DEEP digging by the New York Times uncovered that officials in the government's mine safety enforcement division have gone easy on coal mining corporations when it comes to safety violations.

The few big fines levied were often negotiated down at special meetings between mine bosses and safety officials. Even then, almost half the fines owed in the past three years were never collected. Emergency safety regulations that were proposed after a series of January tragedies in West Virginia coal pits are now hung up in a slow-moving committee.

It's true that trying to make a mile-deep cave a safe workplace is expensive. Safety costs money and eats profits.

President Bush and mine owners have a similar high regard for company profits, so a cozy, cooperative relationship blossomed in the past few years between regulators at the Mine Safety and Health Administration and mine executives.

Senate hearings last week on Capitol Hill sorted through the 2004 safety record at Sago Mine in West Virginia.
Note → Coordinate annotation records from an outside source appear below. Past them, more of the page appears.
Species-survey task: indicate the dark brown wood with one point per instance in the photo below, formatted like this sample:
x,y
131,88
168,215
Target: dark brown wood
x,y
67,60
The mine was cited 273 times, but none of the fines exceeded $460. On Jan. 2, 12 miners died after an explosion.

Republican Sen. Arlen Specter of Pennsylvania introduced a bill that will raise the maximum penalty for safety violations from $60,000 to $500,000.

Meanwhile, thousands of miners continue to descend into the earth to work at one of the country's most dangerous jobs.

We hope MSHA realizes now that their job is protecting these miners' lives, not the companies' profit margins.